Resah itu bukan untuk dipelihara. Ia adalah tamu yang datang hanya untuk memberi isyarat: “Bangkitlah, ada yang harus kau benahi.” Maka, biarkan ia pulang bersama gelap yang terbit semalam. Tuhan tidak membebanimu dengan sesuatu yang melampaui batas. Ada kekuatan yang Ia titipkan, sering kali justru di titik paling rapuh dari dirimu. Dan pagi adalah saat terbaik untuk menemukannya kembali.
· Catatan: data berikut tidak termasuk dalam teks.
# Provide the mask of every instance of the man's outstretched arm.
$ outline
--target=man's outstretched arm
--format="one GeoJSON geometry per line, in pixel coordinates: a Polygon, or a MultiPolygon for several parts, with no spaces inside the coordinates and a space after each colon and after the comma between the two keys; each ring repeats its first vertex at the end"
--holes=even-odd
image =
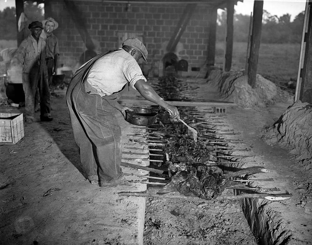
{"type": "Polygon", "coordinates": [[[141,95],[147,100],[155,103],[163,107],[173,118],[178,118],[179,117],[179,111],[177,107],[169,105],[165,101],[158,95],[152,86],[145,82],[144,80],[138,80],[134,86],[141,95]]]}

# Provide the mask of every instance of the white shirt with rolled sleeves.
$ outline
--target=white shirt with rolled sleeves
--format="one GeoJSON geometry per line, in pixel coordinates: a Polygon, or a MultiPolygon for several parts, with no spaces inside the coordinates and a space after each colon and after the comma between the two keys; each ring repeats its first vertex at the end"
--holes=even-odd
{"type": "Polygon", "coordinates": [[[86,78],[87,81],[101,96],[120,91],[128,82],[136,89],[134,85],[140,79],[146,81],[136,61],[122,48],[96,61],[86,78]]]}

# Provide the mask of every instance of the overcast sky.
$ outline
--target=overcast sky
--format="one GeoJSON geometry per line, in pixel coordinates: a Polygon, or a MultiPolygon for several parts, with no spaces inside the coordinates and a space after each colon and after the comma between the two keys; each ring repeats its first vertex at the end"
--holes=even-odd
{"type": "MultiPolygon", "coordinates": [[[[244,0],[243,2],[238,2],[235,6],[236,12],[250,14],[253,8],[253,0],[244,0]]],[[[15,0],[0,0],[0,10],[8,6],[15,6],[15,0]]],[[[290,14],[292,21],[296,15],[305,10],[305,0],[264,0],[263,3],[264,9],[279,17],[287,13],[290,14]]]]}

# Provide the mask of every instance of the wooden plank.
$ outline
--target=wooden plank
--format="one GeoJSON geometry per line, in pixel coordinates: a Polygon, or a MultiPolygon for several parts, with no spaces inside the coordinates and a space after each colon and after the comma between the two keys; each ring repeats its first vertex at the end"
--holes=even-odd
{"type": "Polygon", "coordinates": [[[305,34],[306,42],[299,98],[302,102],[312,104],[312,2],[309,3],[309,16],[305,34]]]}
{"type": "Polygon", "coordinates": [[[120,165],[123,167],[127,167],[128,168],[132,168],[136,169],[141,169],[142,170],[145,170],[153,173],[156,173],[157,174],[163,174],[164,171],[162,170],[159,170],[158,169],[155,169],[151,168],[149,168],[145,166],[140,166],[140,165],[137,165],[136,164],[132,164],[131,163],[125,163],[122,162],[120,163],[120,165]]]}
{"type": "MultiPolygon", "coordinates": [[[[141,104],[148,105],[156,105],[155,103],[148,100],[130,99],[121,99],[119,102],[125,104],[141,104]]],[[[232,102],[214,101],[211,102],[197,102],[193,101],[166,101],[168,104],[175,106],[197,106],[209,108],[216,106],[236,106],[237,105],[232,102]]]]}
{"type": "Polygon", "coordinates": [[[263,10],[263,0],[255,1],[254,3],[252,29],[250,42],[250,54],[248,62],[248,84],[254,88],[257,75],[258,60],[260,48],[260,38],[262,26],[262,15],[263,10]]]}
{"type": "Polygon", "coordinates": [[[24,118],[23,117],[22,113],[21,113],[21,115],[18,116],[18,118],[19,123],[18,140],[19,140],[25,136],[24,132],[24,118]]]}
{"type": "Polygon", "coordinates": [[[232,55],[233,49],[234,27],[233,18],[234,16],[234,2],[229,1],[227,8],[227,37],[225,48],[225,59],[224,71],[229,71],[232,66],[232,55]]]}
{"type": "Polygon", "coordinates": [[[22,114],[0,113],[0,143],[14,145],[24,136],[22,114]]]}
{"type": "Polygon", "coordinates": [[[11,120],[10,121],[11,125],[11,133],[12,135],[12,143],[15,144],[18,141],[17,139],[17,125],[16,118],[11,120]]]}

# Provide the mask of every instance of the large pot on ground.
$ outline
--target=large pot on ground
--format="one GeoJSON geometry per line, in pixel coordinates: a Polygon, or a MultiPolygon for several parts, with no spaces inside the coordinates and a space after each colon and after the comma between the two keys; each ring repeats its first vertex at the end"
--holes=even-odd
{"type": "Polygon", "coordinates": [[[139,126],[149,126],[156,121],[158,113],[148,108],[134,107],[132,110],[126,111],[126,120],[132,124],[139,126]]]}

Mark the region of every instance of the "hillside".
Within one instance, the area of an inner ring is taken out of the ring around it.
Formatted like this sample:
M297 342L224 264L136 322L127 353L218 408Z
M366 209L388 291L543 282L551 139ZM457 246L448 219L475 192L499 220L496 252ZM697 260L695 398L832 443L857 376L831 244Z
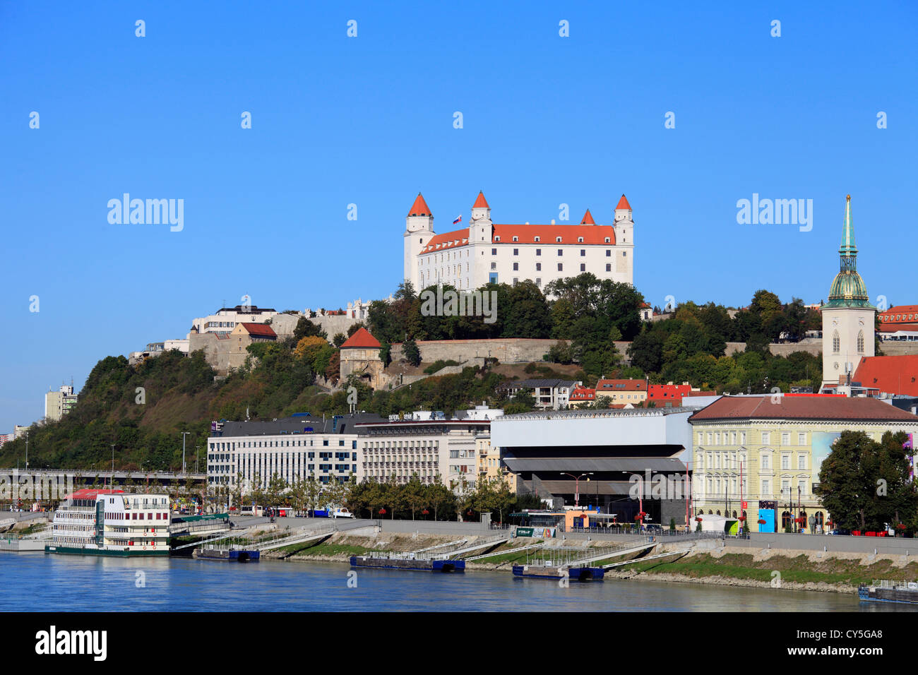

Hari ini, bawalah hanya tiga bekal: semangat, karena hidup menuntut gerak; harapan, karena masa depan dibangun dari apa yang kau yakini; dan doa, karena langkah tanpa Allah hanyalah perjalanan tanpa arah. Biarkan mentari pagi menyapu sisa gelisah, membangunkan tekad yang sempat tertidur, dan memperingatkan bahwa waktu terus berjalan dan engkau harus ikut berjalan bersamanya.
Berangkatlah bekerja, menjemput rezeki, dengan hati yang lapang dan syukur yang dalam. Karena setiap usaha yang kau lakukan hari ini adalah bagian dari ibadah, dan setiap peluh yang jatuh adalah saksi syukurmu kepada Tuhan yang terus menghidupkanmu. Semoga Allah menuntun langkahmu, menguatkan pundakmu, dan menenangkan hatimu. Pagi ini bukan sekadar hari baru, ia adalah kesempatan baru untuk menjadi dirimu yang lebih baik.